"12 EYLÜL DARBE YASALARINDAN BU ÜLKENİN ARINMASI LAZIM"
Açıklamalarının ardından basın mensuplarının sorularını yanıtlayan Kılıçdaroğlu, çözüm süreci konusunda çalışmalarının olup olmadığı sorusu için "Bu konuda daha önce açıkladığımız Demokrasi ve Özgürlük Bildirgesinde bütün ayrıntılar vardı. Bunların hayata geçmesi ile ilgili olarak verdiğimiz çok sayıda kanun teklifi var. Meclisin gündeminde bekliyor maalesef AKP bunları uygulamaya koymuyor. Ülkede demokrasi ve barışın tesisi için öncelikle darbe yasalarının değişmesi lazım. 12 Eylül darbe yasalarından bu ülkenin arınması lazım. Yüzde 10 seçim barajının kalkması lazım. Demokrasiyi yeniden inşa etmek zorundayız" şeklinde yanıt verdi.
"DAVUTOĞLU'NDAN HÜKÜMETİN GÖRÜŞLERİNİ AÇIK VE NET AÇIKLAMASINI BEKLİYORUM"
CHP'nin önerilerini doğrudan iletmek için başbakanla bir görüşme talebinin olup olmayacağı sorulan Kılıçdaroğlu, "Davutoğlu, bütün bu konularla ilgili CHP görüşünü netleştirmelidir dedi. Çok açık ve net görüşlerimizi açıkladık. Türkiye kamuoyuna açıkladık. Ben aynı şeyi Davutoğlu'ndan bekliyorum. Benim yaptığım açıklamanın benzerini herkesin anlayabileceği açık ve net hükümetin görüşünü bekliyorum. Biz yeni tezkerede nelerin olması gerektiğini söyledik" dedi.
"ŞİDDET MİSLİYLE KARŞILIK GÖRECEKTİR, İFADESİNİ DEVLET ADAMI KULLANAMAZ"
Selahattin Demirtaş ve Başbakan Davutoğlu'nun eylemlerdeki şiddete yönelik açıklamaları sorulan Kılıçdaroğlu, "Toplantı ve gösteri yürüyüşleri bizim saygı duyduğumuz, demokrasilerde olması gereken gösterilerdir. Ama bunların kesinlikle şiddet içermemesi lazım. Biz CHP olarak demokrasiye inanırız, düşünce özgürlüğüne özgürlüğüne inanırız. Ama yağmaya şiddete adam öldürmeye adam dövmeye buna asla ve asla sıcak bakmayız ve doğru da bulmayız. Devleti yönetenlerin devleti akılla yöneteceğini de bilmeleri gerekir. Şiddet misliyle karşılık görecektir ifadesini devlet adamı kullanamaz. Onu kullanan adamı eğer vandal olarak tanımlarsak bence iyi bir tanımlama yapmış oluruz" değerlendirmesinde bulundu.

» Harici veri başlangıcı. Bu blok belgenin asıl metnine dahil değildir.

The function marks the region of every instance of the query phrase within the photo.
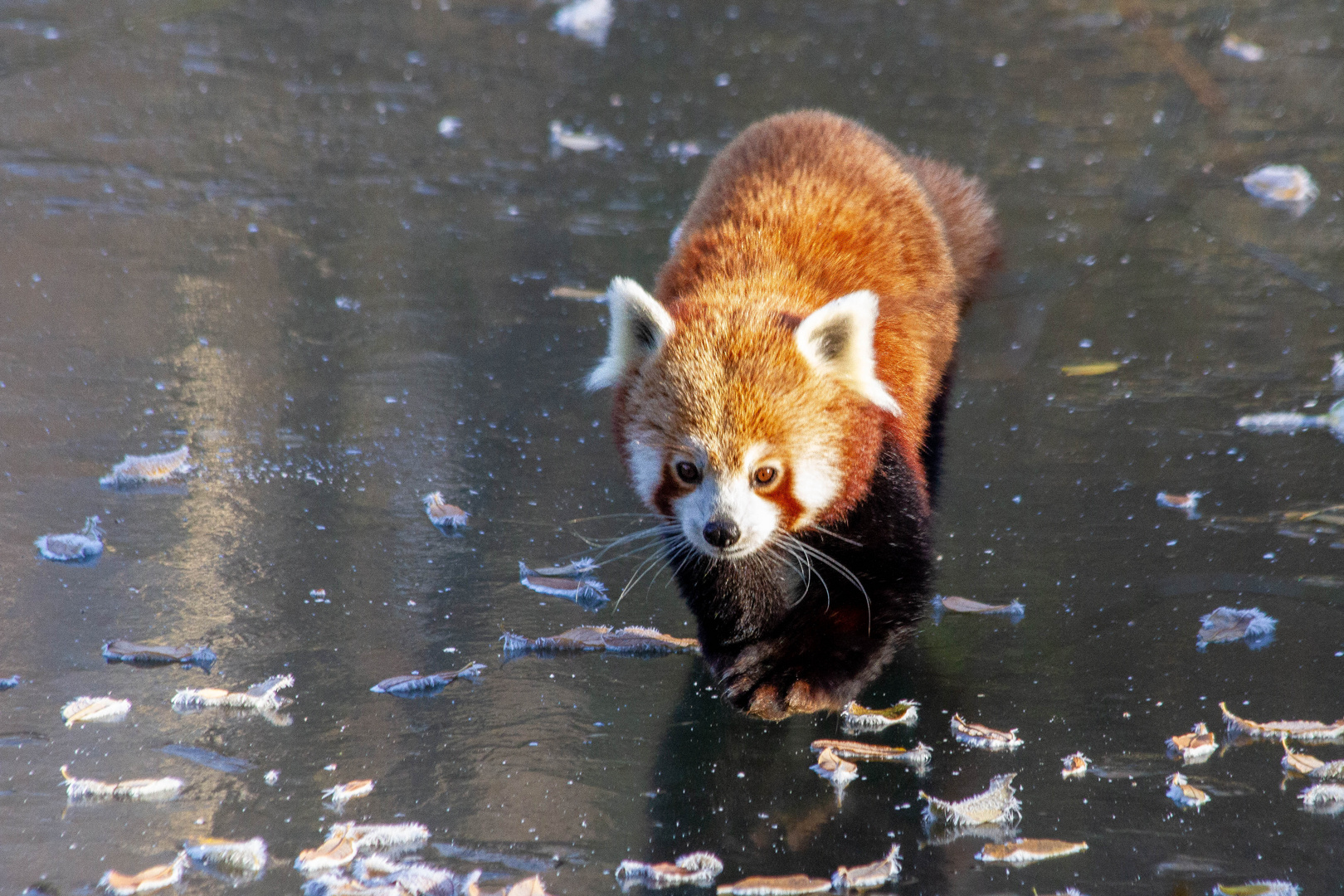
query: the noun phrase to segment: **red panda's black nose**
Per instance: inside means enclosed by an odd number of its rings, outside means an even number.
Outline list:
[[[716,548],[737,544],[741,537],[742,529],[732,520],[710,520],[704,524],[704,540]]]

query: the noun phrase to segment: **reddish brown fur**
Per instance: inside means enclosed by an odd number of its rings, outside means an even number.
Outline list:
[[[798,111],[753,125],[714,160],[681,232],[655,290],[675,334],[617,388],[622,450],[636,416],[664,447],[699,439],[711,466],[757,442],[789,451],[829,438],[844,486],[823,524],[864,497],[884,435],[923,482],[919,449],[960,313],[997,251],[980,183],[839,116]],[[899,416],[820,382],[793,343],[810,312],[864,289],[879,297],[876,373]],[[792,528],[800,509],[785,508],[785,486],[775,500]],[[659,509],[676,496],[665,478]]]

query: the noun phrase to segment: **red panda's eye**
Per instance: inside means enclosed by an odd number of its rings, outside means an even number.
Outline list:
[[[751,474],[751,481],[757,485],[770,485],[777,476],[780,476],[780,472],[773,466],[758,466],[757,472]]]
[[[679,461],[676,465],[676,474],[679,480],[691,485],[700,481],[700,469],[689,461]]]

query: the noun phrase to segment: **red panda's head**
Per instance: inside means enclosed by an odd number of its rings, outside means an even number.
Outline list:
[[[617,387],[616,437],[640,498],[712,559],[778,548],[848,512],[883,419],[900,414],[875,373],[876,296],[798,316],[753,289],[722,285],[669,310],[613,279],[606,357],[587,377]]]

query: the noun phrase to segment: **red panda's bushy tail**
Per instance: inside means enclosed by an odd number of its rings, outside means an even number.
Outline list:
[[[957,270],[957,294],[965,313],[984,292],[989,274],[999,266],[999,222],[985,196],[985,187],[933,159],[903,156],[902,163],[929,193],[948,235],[952,263]]]

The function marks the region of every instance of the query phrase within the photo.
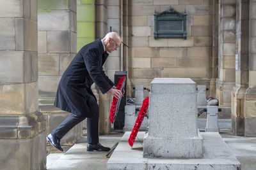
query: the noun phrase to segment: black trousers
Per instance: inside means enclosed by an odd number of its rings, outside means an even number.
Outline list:
[[[93,115],[87,118],[87,143],[99,143],[99,106],[94,108]],[[82,122],[86,117],[72,113],[67,117],[55,129],[51,134],[60,140],[73,127]]]

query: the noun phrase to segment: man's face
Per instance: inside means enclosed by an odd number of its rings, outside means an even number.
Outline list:
[[[117,48],[118,48],[119,46],[121,44],[121,42],[118,41],[118,39],[115,39],[113,38],[109,38],[109,46],[108,46],[108,52],[113,52],[113,51],[117,50]]]

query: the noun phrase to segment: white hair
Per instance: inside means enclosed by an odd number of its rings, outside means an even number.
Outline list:
[[[110,32],[106,34],[104,39],[108,39],[108,38],[114,38],[115,39],[121,40],[121,38],[116,32]]]

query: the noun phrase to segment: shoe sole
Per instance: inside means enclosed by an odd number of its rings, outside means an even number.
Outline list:
[[[87,149],[87,152],[109,152],[109,150],[95,150],[95,149]]]
[[[61,150],[57,148],[56,147],[55,147],[55,146],[51,142],[51,140],[48,138],[47,136],[46,136],[46,141],[47,141],[47,142],[49,142],[49,143],[51,144],[51,145],[52,145],[53,147],[54,147],[54,148],[56,148],[57,150],[60,150],[60,151],[61,151],[61,152],[63,152],[63,150]]]

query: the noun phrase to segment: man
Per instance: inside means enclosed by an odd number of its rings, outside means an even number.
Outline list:
[[[47,137],[57,149],[63,151],[60,142],[73,127],[87,118],[87,151],[109,151],[99,143],[99,106],[91,89],[95,83],[102,94],[107,93],[119,99],[120,90],[105,74],[102,66],[109,53],[121,44],[115,32],[108,33],[102,39],[84,46],[77,52],[60,80],[54,106],[71,113]]]

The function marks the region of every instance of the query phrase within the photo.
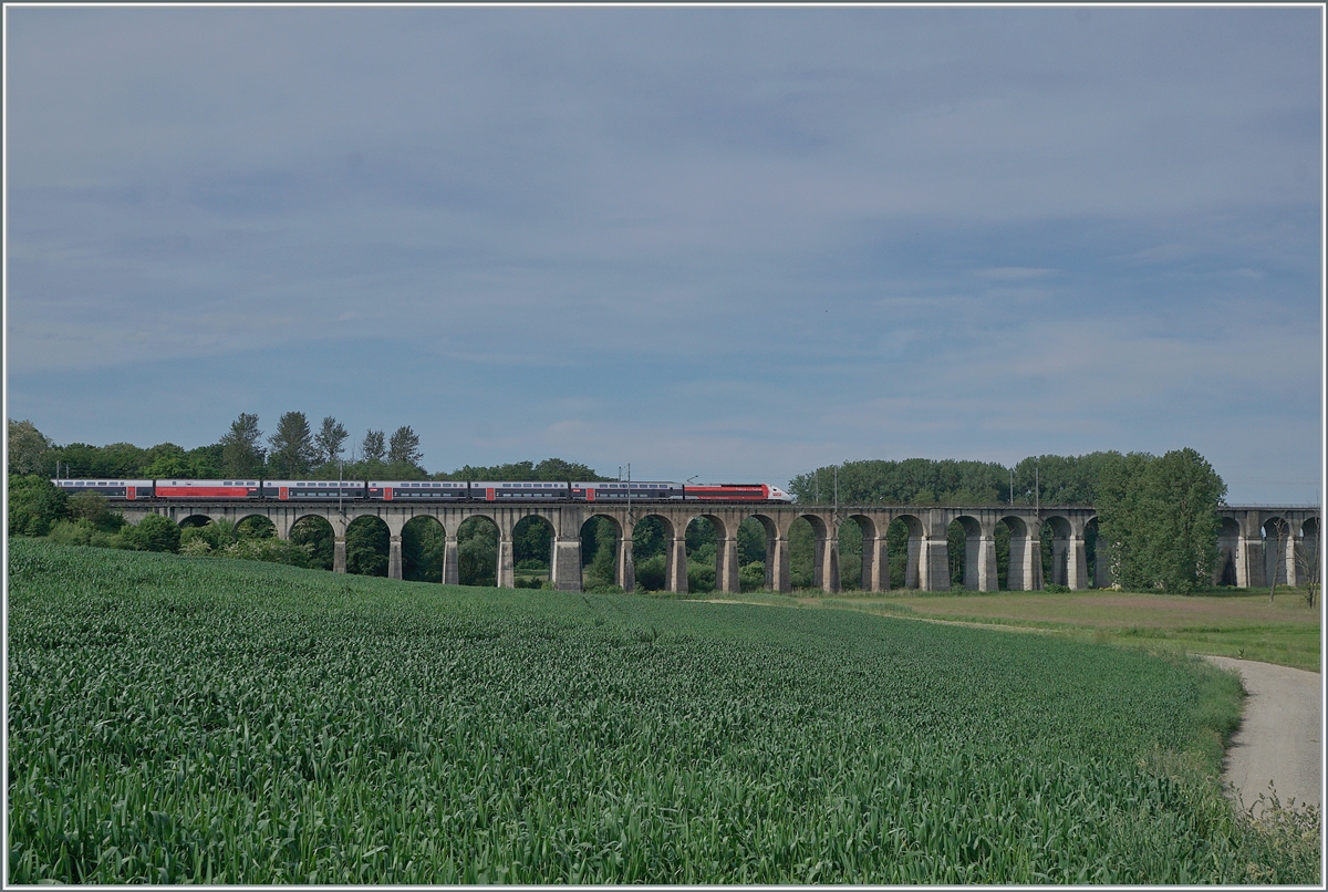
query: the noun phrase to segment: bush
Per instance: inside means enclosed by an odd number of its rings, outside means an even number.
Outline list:
[[[668,587],[664,577],[664,555],[655,555],[636,564],[636,588],[644,592],[663,592]]]
[[[46,538],[57,546],[116,548],[120,544],[114,534],[98,530],[89,520],[56,520]]]
[[[9,475],[9,535],[44,536],[65,516],[68,496],[44,477]]]
[[[742,583],[744,592],[754,592],[765,588],[765,561],[753,560],[738,569],[738,581]]]
[[[227,546],[218,556],[308,568],[313,563],[313,546],[290,539],[240,539]]]
[[[714,591],[714,564],[688,564],[687,589],[703,595]]]
[[[125,527],[120,534],[122,548],[130,551],[179,551],[179,527],[170,518],[149,514],[135,526]]]
[[[101,492],[76,492],[65,503],[65,512],[72,520],[86,520],[104,532],[117,532],[127,523],[125,516],[110,510],[110,503]]]

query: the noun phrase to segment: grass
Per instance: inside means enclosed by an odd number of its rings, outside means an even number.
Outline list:
[[[1320,875],[1183,657],[23,539],[8,646],[11,883]]]
[[[750,604],[826,607],[895,617],[1042,632],[1121,646],[1218,654],[1321,672],[1320,612],[1304,592],[1219,591],[1181,596],[1153,592],[846,592],[709,595]]]

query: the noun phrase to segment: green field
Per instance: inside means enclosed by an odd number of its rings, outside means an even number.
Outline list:
[[[1214,653],[1320,672],[1320,611],[1304,591],[1158,595],[1134,592],[819,592],[718,595],[782,607],[830,607],[884,616],[1045,632],[1080,641],[1175,653]]]
[[[1194,660],[9,548],[11,883],[1319,880]]]

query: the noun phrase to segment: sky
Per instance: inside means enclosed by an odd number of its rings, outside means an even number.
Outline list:
[[[7,5],[5,398],[782,484],[1317,503],[1323,12]]]

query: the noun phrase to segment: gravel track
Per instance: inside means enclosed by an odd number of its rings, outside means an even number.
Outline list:
[[[1270,662],[1206,657],[1235,669],[1250,697],[1227,750],[1224,780],[1242,808],[1271,783],[1282,804],[1323,804],[1323,676]],[[1256,812],[1260,811],[1256,808]]]

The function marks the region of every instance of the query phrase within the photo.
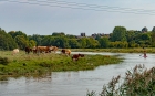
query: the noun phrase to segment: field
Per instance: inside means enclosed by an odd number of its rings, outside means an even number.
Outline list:
[[[20,51],[12,55],[11,51],[0,51],[0,76],[31,76],[51,72],[94,70],[100,65],[117,64],[122,58],[108,55],[85,55],[72,61],[65,54],[44,53],[25,54]]]
[[[135,47],[135,49],[72,49],[72,51],[78,52],[112,52],[112,53],[155,53],[155,47]]]

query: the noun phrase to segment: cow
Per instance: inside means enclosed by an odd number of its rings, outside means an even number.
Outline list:
[[[27,47],[24,49],[24,51],[25,51],[25,54],[29,54],[30,52],[32,52],[32,49],[27,46]]]
[[[73,61],[73,60],[78,61],[79,57],[84,57],[84,54],[74,54],[74,55],[72,56],[72,61]]]
[[[12,55],[14,55],[14,54],[17,54],[17,53],[19,53],[19,49],[14,49],[14,50],[12,51]]]
[[[71,50],[69,50],[69,49],[62,49],[61,50],[61,53],[62,54],[66,54],[66,55],[71,55]]]

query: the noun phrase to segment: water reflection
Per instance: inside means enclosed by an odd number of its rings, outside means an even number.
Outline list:
[[[147,54],[147,58],[140,56],[140,53],[84,54],[118,55],[125,60],[120,64],[100,66],[93,71],[52,72],[40,78],[10,77],[0,82],[0,96],[86,96],[87,90],[100,93],[113,76],[124,75],[124,72],[137,64],[144,64],[148,68],[155,64],[155,54]]]

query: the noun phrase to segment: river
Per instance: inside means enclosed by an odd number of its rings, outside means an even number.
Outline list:
[[[92,71],[52,72],[51,75],[41,78],[9,77],[8,81],[0,81],[0,96],[86,96],[87,90],[100,94],[103,85],[113,76],[123,76],[127,70],[138,64],[144,64],[147,68],[155,64],[155,54],[147,54],[148,57],[144,58],[140,53],[81,53],[118,55],[124,62],[99,66]]]

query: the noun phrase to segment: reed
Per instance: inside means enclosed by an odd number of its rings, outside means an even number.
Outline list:
[[[121,75],[113,77],[99,96],[155,96],[155,67],[136,65],[126,71],[123,82]]]
[[[117,64],[122,58],[107,55],[85,55],[79,61],[72,61],[64,54],[25,54],[23,51],[12,55],[10,51],[0,51],[1,58],[8,62],[0,63],[0,75],[41,75],[51,72],[94,70],[100,65]],[[95,61],[94,61],[95,60]]]

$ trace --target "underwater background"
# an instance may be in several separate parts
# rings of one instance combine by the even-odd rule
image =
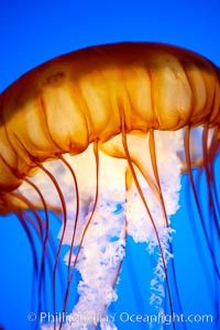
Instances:
[[[183,46],[220,66],[219,21],[218,0],[1,1],[0,92],[22,74],[54,56],[90,45],[122,41],[151,41]],[[220,160],[217,160],[217,173],[219,165]],[[208,230],[207,187],[202,179],[200,185]],[[219,293],[215,292],[212,263],[186,175],[183,176],[182,186],[180,208],[172,217],[172,227],[176,230],[173,235],[174,263],[182,310],[186,316],[212,315],[217,318],[213,297],[218,297]],[[217,187],[220,193],[218,177]],[[51,216],[56,238],[59,222]],[[146,322],[132,322],[128,318],[155,312],[148,304],[155,260],[145,248],[128,239],[127,256],[117,287],[119,299],[109,308],[109,314],[116,315],[116,323],[122,330],[131,327],[148,329]],[[63,250],[65,255],[66,251]],[[30,312],[35,312],[30,242],[20,221],[13,215],[0,217],[0,329],[36,329],[34,322],[28,319]],[[173,282],[170,286],[174,290]],[[50,304],[52,306],[52,301]],[[174,310],[180,314],[178,302]],[[166,323],[164,329],[172,329],[168,318]],[[209,320],[179,323],[177,329],[217,330],[215,327],[215,322]]]

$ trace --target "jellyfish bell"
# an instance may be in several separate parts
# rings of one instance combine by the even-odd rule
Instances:
[[[16,213],[29,238],[26,210],[36,218],[33,224],[28,216],[43,245],[35,270],[40,282],[51,244],[48,210],[63,221],[52,267],[54,311],[62,244],[70,246],[63,311],[77,270],[79,298],[73,314],[105,316],[117,299],[128,235],[155,253],[151,301],[161,310],[166,290],[173,311],[167,264],[182,173],[189,176],[202,219],[193,168],[205,170],[219,232],[212,167],[219,150],[219,68],[163,44],[90,47],[22,76],[0,95],[0,213]],[[35,253],[34,242],[32,249]],[[55,320],[42,327],[113,329],[108,322]]]

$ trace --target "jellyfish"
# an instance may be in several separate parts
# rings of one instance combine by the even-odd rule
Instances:
[[[183,176],[208,246],[208,280],[219,310],[219,68],[156,43],[76,51],[30,70],[0,95],[0,215],[14,213],[30,241],[38,314],[47,273],[52,314],[62,300],[62,317],[40,320],[41,329],[117,329],[108,308],[118,299],[128,237],[145,243],[154,257],[152,306],[175,312],[180,284],[170,219],[179,209]],[[52,213],[61,221],[58,245]],[[185,221],[193,222],[193,215]],[[76,278],[77,300],[69,301]],[[155,327],[150,324],[164,329],[163,322]],[[178,329],[176,320],[172,327]]]

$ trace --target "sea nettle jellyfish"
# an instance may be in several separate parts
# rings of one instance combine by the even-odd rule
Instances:
[[[51,314],[57,314],[61,299],[64,315],[72,306],[68,318],[40,320],[38,327],[117,328],[108,307],[118,298],[129,235],[145,242],[154,256],[152,306],[175,314],[174,296],[180,306],[182,284],[173,260],[170,217],[179,208],[183,175],[188,176],[188,204],[195,200],[204,231],[210,260],[205,272],[218,315],[219,68],[163,44],[86,48],[38,66],[7,88],[0,96],[0,212],[15,213],[30,240],[37,312],[45,310],[48,274]],[[62,220],[57,248],[50,233],[51,211]],[[193,222],[193,216],[184,221]],[[62,275],[64,244],[69,249]],[[202,246],[198,249],[202,262]],[[75,277],[78,299],[69,301]],[[170,323],[177,329],[176,319]],[[217,329],[217,317],[215,324]],[[163,321],[153,326],[164,327]]]

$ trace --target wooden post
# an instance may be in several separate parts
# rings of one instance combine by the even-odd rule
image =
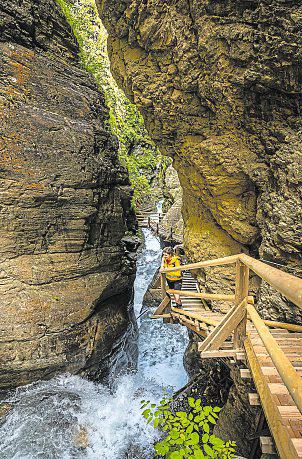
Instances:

"AKP HÜKÜMETİNİN IŞİD'E ÇOK AÇIK VE NET DESTEK VERDİĞİNİ BİLİYORUZ"
PYD'nin, HDP'nin silah yardımı talebi ya da alınan silahların Türkiye üzerinden ulaştırılma talebi hakkındaki görüşleri sorulan Kılıçdaroğlu, "Oradaki yurttaşların akrabaları Türkiye'de. AKP hükümetinin IŞİD'e çok açık ve net destek verdiğini biliyoruz. Kendi akrabalarımızı öldürecek örgüte destek veriyoruz. Silah, para, moral desteği veriyoruz. Benim ülkemin insanına ve onların akrabalarına bir terör örgütü müdahale etmemelidir. Türkiye yeri ve zamanı gelince de gücünü göstermelidir. Biz IŞİD'den o insanları korumak ve tekrar bulunduğumuz yere ger gelmek istiyoruz. Bunun da çok net tezkerede belirtilmesini istiyoruz. Kendi komşularımızda, akrabalarımızın olduğu coğrafyada bir katliamın yaşanmasına izin vermek istemiyoruz. Eğer orada bir katliam olur, AKP hükümeti bunu seyrederse bunun bedelini öder. Yazık günahtır o insanlara. Türkiye teröre teslim olan bir konumuna asla düşmemelidir. Hukukun üstünlüğü neyse onun gereğini yapmalıdır. Terör, katliam bir insanlık suçu mu? İnsanlık suçu. Bütün dünyada mı? Bütün dünyada. Müdahale mi? Yeri geldiğinde müdahale de edilecek" ifadelerini kullandı.
"DAVUTOĞLU, TANRIKULU'NUN TWEETİNİ ANLAYABİLECEK KAPASİTEDE DEĞİLMİŞ"
Çözüm zirvesi sonrasında başbakanın açıklamalarında hedef aldığı isim Sezgin Tanrıkulu'ydu, siz bunu nasıl yorumluyorsunuz, diye sorulan CHP lideri, "Sayın Davutoğlu, Sayın Tanrıkulu'nun attığı tweeti anlayabilecek kapasitede değilmiş. Öyle anladım ben" diye cevapladı.
"HÜKÜMET CİDDİ TEHDİT OLDUĞU YÖNÜNDE GÖRÜŞ BEYAN EDERSE HAYIR DEMEYİZ"
Mevcut tezkerede PKK ifadesi de yer aldığı hatırlatılan Kılıçdaroğlu, CHP'nin önerdiği tezkerede de PKK'ya yönelik bir yaptırım yer alacak mı sorusu için "Hükümet eğer ciddi bir tehdit olduğu yönünde görüş beyan ederse, ve o konuda gerekçelerini getirirse hayır demeyiz" dedi.